Cerebrotendinous xanthomatosis (CTX) is a hereditary sterol storage disease associated with accumulation of cholesterol and cholestanol in various tissues, especially tendons and neural tissues. The biochemical defect that causes CTX is a deficiency of the mitochondrial sterol 27-hydroxylase which oxidizes the side chain of cholesterol in connection with formation of bile acids. Japan has a relatively high prevalence of CTX and more cases of the disease are found here than in any other country. In the present study two new different point mutations are described in the heme-ligand binding domain of the sterol 27-hydroxylase gene in three Japanese CTX patients and one CTX heterozygote. Two of the homozygotes as well as the heterozygote subject have a single base substitution of A for G at codon 441 [CGG (Arg) to CAG (Gln)]. Another homozygote has a transition of C to T at codon 441 [CGG (Arg) to TGG (Trp)]. These two different mutations result in two restriction fragment length polymorphisms (RFLPs) for the enzymes StuI or HpaII. We also assayed sterol 27-hydroxylase activity using skin fibroblasts derived from three CTX patients, one CTX heterozygote, and normal subjects. While two of the homozygous subjects have undetectable levels of the enzyme activity, one homozygous subject and one heterozygous subject have decreased levels of the enzyme activity, about 1.4% and 10% of normal, respectively. The results suggest that the newly identified point mutations in the sterol 27-hydroxylase gene could account for the sterol 27-hydroxylase deficiency in the Japanese CTX patients.

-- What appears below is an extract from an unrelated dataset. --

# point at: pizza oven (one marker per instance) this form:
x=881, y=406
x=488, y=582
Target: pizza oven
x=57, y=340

脑腱黄瘤病(CTX)是一种遗传性固醇贮积病,与胆固醇和胆甾烷醇在各种组织尤其是肌腱和神经组织中的蓄积有关。导致CTX的生化缺陷是线粒体固醇27 - 羟化酶缺乏,该酶在胆汁酸形成过程中氧化胆固醇的侧链。日本CTX的患病率相对较高,该国发现的该疾病病例比其他任何国家都多。在本研究中,描述了三名日本CTX患者和一名CTX杂合子的固醇27 - 羟化酶基因血红素配体结合域中的两种新的不同点突变。两名纯合子以及杂合子受试者在密码子441处有一个A对G的单碱基替换[CGG(精氨酸)变为CAG(谷氨酰胺)]。另一名纯合子在密码子441处有一个C到T的转换[CGG(精氨酸)变为TGG(色氨酸)]。这两种不同的突变导致了针对酶StuI或HpaII的两种限制性片段长度多态性(RFLP)。我们还使用来自三名CTX患者、一名CTX杂合子和正常受试者的皮肤成纤维细胞测定了固醇27 - 羟化酶活性。虽然两名纯合子受试者的酶活性水平检测不到,但一名纯合子受试者和一名杂合子受试者的酶活性水平降低,分别约为正常水平的1.4%和10%。结果表明,固醇27 - 羟化酶基因中新鉴定的点突变可能是日本CTX患者固醇27 - 羟化酶缺乏的原因。